I do that a lot, try to fill in the gaps.  In conversation (no one likes that awkward silence), in my calendar (productivity, “the idle mind is the devil’s workshop,”…), the empty bookshelf shelf in my office that empty spot in my garden.  A lot of time and effort is spent filling in the gaps, as if there is something inherently wrong with a gap.  Yet it occurs to me (or perhaps I should say, it seems $%*#@ obvious on reflection) that the gaps are where the peace is.  Chodron notes: “It’s a transformative experience to simply pause instead of immediately filling up the space.”  Maybe the gap, the space, needs to be filled in, maybe not.  Maybe someone else will handle it, or not.  This is where the refraining comes in.

Haiku of the Whenever

Photo taken at the MARTA Peachtree Center stop on my last travel — what seems long ago and far away.  While I knew I was standing at the bottom and looking up, it was a bit disorienting, and looked like an M.C. Escher print.  I should note that I did edit this a bit.  In reality it is not quite so foreboding.

telling up from down

The Perfect Teachers — Fear and Trembling

From Pema Chodron in When Things Fall Apart:

“[F]eelings like disappointment, embarrassment, irritation, resentment, anger, jealousy, and fear, instead of being bad news, are actually very clear moments that teach us where it is that we’re holding back.  They teach us to perk up and lean in when we feel we’d rather collapse and back away.  They’re like messengers that show us, with terrifying clarity, exactly where we’re stuck.  This very moment is the perfect teacher, and, lucky for us, it’s with us wherever we are.”

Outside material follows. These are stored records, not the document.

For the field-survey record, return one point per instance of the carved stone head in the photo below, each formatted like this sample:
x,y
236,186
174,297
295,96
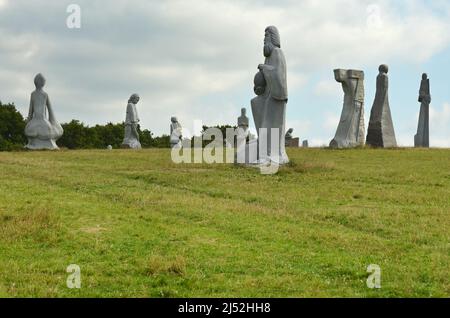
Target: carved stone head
x,y
134,99
383,69
39,81
271,40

Chodron goes on to explain that when (not “if”) we get to that place “where you have no choice except to embrace what’s happening or push it away” we are most genuinely in the moment, yet the moment is not so important — at least not as important as what follows, the “what next”, or as my friend Jim Mulford used to say, the “so what.”   In those “what’s next” or “so what” moments do we awaken to the reality that “it takes death for there to be birth [or do] we just fight against the fear of death?”

Then comes the hard part:

“Reaching our limit is not some kind of punishment.  It’s actually a sign of health that, when we meet the place where we are about to die, we feel fear and trembling.  A further sign of health is that we don’t become undone by fear and trembling, but we take it as a message that it’s time to stop struggling and look directly at what’s threatening us.  Things like disappointment and anxiety are messengers telling us that we’re about to go into unknown territory.”

Which of course sounds a lot like Paul’s exhortation in Philippians 2:12: “continue to work out your salvation with fear and trembling, for it is God who works in you to will and act according to his good purpose.”

The perfect teachers — fear and trembling!

Oswald & Mick

From Oswald Chambers in today’s reading in My Utmost for His Highest:

“God answers prayer in the best way, not sometimes, but every time, although the immediate manifestation of the answer in the domain in which we want it may not always follow.”

From Mick Jagger:

“You can’t always what you want.  You can’t always what you want.  You can’t always what you want.  But if you try sometimes, you just might find, you get what you need.”

I don’t know, maybe it’s just me, but the mere thought of Mick Jagger and Oswald Chambers being on the same page, heck, even in the same book, is enough to get me through the day with a smile on my face.

When things fall apart

From When Things Fall Apart by Pema Chodron:

“When we think that something is going to bring us pleasure, we don’t know what’s really going to happen.  When we think something is going to give us misery, we don’t know.  Letting there be room for not knowing is the most important thing of all.  We try to do what we think is going to help.  But we don’t know.  We never know if we are going to fall flat or sit up tall.  When there’s a big disappointment, we don’t know if that’s the end of the story  It may be just the beginning of a great adventure. “

It is, of course, the experience of life.  Setting all hubris aside, looking back at our experiences, we don’t ever know.